Thomas, the court’s longest-serving justice, spoke to a full auditorium as part of events marking the Declaration’s 250th anniversary. He warned that core American values have “fallen out of favor” and that the next generation must be ready to defend them. The tone was stern but purposeful, aimed squarely at those who will shape law and civic life going forward.
He drew a bright line between the founders’ view of natural rights and what he called a modern political movement that substitutes government for religious or transcendent sources of dignity. “Progressivism seeks to replace the basic premises of the Declaration of Independence, and hence our form of government,” he said. That claim was meant to jolt listeners into recognizing a fundamental conflict over the source of rights.

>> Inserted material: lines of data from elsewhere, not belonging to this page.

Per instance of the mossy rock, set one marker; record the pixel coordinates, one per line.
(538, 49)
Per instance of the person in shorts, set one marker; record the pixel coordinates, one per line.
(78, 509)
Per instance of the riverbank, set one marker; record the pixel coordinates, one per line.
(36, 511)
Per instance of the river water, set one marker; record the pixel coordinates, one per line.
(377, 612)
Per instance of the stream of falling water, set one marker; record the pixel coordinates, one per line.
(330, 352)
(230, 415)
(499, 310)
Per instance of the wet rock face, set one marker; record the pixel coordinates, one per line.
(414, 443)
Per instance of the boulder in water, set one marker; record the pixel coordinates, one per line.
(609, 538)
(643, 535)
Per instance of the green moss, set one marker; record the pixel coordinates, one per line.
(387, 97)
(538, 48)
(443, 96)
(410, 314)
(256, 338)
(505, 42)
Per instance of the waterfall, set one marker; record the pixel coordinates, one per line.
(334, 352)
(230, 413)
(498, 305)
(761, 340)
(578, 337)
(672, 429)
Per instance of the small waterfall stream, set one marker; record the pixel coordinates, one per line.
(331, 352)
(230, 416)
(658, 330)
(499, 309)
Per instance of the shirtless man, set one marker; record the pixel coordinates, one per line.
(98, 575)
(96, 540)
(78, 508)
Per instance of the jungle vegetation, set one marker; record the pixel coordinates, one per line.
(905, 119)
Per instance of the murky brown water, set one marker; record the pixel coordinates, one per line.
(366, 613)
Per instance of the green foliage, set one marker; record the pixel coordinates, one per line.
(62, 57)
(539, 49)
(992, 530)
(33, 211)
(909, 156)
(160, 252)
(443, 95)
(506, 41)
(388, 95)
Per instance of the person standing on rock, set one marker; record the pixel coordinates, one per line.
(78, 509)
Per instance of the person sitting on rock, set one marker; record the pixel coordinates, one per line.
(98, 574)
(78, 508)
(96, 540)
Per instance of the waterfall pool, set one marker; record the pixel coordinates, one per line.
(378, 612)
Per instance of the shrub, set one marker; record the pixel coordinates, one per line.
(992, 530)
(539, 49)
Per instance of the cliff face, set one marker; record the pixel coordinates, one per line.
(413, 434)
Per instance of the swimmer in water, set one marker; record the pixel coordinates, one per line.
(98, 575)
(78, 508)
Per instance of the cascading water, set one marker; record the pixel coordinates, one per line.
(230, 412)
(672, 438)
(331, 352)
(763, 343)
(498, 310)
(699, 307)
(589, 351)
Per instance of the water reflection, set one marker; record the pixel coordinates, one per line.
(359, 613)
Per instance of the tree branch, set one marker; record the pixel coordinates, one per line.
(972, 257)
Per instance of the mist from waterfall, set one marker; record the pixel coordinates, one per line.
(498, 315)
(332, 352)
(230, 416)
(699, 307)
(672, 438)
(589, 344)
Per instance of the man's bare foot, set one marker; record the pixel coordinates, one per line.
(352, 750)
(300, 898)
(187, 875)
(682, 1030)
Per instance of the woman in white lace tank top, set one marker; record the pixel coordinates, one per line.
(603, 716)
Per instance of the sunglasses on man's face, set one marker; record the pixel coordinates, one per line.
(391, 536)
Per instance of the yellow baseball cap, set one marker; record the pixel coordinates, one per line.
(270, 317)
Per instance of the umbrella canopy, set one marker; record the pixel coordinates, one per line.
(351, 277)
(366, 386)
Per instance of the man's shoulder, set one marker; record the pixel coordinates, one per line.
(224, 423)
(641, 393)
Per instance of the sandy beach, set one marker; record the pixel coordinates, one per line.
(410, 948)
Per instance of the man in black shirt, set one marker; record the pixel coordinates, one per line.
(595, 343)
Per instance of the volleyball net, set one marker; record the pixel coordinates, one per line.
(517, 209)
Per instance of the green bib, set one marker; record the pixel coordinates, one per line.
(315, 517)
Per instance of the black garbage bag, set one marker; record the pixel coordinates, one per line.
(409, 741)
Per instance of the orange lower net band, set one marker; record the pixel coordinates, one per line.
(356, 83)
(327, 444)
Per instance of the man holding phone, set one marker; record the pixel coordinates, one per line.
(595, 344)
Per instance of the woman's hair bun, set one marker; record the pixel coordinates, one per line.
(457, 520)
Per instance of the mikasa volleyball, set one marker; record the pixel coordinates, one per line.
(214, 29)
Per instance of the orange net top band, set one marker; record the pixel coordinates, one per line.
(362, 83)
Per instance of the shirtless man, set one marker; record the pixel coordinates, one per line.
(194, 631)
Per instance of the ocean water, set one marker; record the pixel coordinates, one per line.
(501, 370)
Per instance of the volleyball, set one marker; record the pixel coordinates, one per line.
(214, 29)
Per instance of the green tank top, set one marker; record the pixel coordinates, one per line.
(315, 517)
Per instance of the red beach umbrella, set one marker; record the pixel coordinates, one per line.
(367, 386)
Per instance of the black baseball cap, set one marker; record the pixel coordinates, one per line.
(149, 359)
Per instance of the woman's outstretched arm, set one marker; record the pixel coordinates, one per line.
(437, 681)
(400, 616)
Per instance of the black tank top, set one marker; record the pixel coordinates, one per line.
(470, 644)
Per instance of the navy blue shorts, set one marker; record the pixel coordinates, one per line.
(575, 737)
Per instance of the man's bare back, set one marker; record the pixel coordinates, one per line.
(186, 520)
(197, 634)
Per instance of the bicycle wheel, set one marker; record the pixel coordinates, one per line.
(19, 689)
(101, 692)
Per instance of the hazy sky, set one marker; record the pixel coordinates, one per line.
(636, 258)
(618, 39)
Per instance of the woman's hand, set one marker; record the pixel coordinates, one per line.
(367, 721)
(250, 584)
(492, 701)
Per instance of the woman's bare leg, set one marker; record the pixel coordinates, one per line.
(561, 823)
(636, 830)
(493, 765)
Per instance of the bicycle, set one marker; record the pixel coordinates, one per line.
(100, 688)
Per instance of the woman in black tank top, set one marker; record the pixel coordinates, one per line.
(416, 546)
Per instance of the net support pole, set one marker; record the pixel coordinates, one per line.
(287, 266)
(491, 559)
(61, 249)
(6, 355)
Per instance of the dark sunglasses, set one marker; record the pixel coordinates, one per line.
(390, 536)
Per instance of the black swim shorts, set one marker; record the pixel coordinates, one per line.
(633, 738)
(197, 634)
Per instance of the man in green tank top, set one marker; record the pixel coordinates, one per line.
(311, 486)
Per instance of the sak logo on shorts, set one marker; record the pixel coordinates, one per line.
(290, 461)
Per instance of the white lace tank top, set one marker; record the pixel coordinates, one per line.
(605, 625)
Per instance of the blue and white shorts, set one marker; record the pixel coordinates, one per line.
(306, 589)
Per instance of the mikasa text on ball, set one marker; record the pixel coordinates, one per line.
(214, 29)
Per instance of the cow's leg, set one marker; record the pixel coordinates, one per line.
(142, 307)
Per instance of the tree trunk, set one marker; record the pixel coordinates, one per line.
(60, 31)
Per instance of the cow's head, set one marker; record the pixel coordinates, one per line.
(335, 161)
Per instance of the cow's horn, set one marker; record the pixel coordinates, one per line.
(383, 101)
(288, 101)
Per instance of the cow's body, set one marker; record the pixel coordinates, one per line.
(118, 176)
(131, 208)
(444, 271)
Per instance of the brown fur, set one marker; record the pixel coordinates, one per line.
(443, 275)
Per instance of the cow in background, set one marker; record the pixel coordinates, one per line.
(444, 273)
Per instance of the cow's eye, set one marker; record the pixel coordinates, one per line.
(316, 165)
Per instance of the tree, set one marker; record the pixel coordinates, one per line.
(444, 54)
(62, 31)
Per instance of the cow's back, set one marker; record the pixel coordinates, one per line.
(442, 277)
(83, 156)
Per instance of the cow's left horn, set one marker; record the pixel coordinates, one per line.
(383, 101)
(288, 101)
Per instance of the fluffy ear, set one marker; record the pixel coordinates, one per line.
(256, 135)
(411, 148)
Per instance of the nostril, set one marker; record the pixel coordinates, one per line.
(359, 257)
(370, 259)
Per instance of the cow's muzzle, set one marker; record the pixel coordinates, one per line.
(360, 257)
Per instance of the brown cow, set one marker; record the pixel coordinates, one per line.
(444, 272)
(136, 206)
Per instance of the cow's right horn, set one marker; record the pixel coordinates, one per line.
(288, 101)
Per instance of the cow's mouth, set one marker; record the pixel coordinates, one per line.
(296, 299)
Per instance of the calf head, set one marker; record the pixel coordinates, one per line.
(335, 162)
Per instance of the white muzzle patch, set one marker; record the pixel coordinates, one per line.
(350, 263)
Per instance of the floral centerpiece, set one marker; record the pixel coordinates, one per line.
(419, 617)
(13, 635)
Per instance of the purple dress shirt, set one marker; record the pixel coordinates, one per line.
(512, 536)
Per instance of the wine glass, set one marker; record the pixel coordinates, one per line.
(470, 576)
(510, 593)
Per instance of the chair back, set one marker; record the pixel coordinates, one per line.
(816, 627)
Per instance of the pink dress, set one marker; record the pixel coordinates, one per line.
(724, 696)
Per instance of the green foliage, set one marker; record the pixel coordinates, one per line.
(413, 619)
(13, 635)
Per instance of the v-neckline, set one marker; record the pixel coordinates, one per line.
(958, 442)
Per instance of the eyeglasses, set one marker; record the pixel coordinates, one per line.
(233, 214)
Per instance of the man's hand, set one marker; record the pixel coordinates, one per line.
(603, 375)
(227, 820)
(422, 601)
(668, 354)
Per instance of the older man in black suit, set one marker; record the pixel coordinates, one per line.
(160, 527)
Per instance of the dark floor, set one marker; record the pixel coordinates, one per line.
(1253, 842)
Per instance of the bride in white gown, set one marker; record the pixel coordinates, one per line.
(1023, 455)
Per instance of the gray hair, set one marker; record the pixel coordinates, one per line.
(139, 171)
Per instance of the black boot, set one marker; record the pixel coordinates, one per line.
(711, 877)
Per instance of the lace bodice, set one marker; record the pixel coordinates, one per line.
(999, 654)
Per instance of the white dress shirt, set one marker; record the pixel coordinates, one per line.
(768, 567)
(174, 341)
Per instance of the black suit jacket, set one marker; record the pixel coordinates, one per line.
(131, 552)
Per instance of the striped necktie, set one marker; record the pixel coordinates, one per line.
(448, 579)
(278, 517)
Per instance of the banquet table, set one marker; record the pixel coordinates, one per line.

Thomas pushed harder on that source, insisting it is not the state. “It holds that our rights and our dignities come not from God, but from the government,” Thomas said. “It requires of the people a subservience and weakness incompatible with a Constitution premised on the transcendent origin of our rights.” He framed this as an existential choice about whether citizens bow to power or stand by principle.
The justice also criticized a certain intellectual posture he sees as fashionable in some circles, where skepticism slides into cynicism and disengagement. “They recast themselves as institutionalists, pragmatists or thoughtful moderates, all as a way of justifying their failures to themselves, their consciences, and their country,” he said. That was a warning against settling for comfortable labels that mask a retreat from responsibility.
On several occasions Thomas circled back to the practical consequences of political indifference and institutional capture, pressing students to act. “I think if we don’t stand up and take ownership of our country, and take responsibility for it, we are slowly letting others control how we think and what we think,” he said. The language was blunt and intended to stir a reaction, especially among young lawyers who will enter public life.
He appealed to law students in particular, calling for courage and conviction in legal work and public service. “In my view, we must find in ourselves that same level of courage that the signers of the Declaration have so that we can do for our future what they did for theirs,” he said. For Thomas, legal theory cannot be divorced from civic duty; the two must reinforce each other.
Thomas closed by urging participation over passivity, insisting that democracy depends on citizens who are willing to engage and defend the founding framework. “If you think it’s losing confidence, then you get up and you participate. You don’t sit on the sidelines.” His message was a direct call to action, framed from a conservative perspective that values constitutional fidelity and civic responsibility.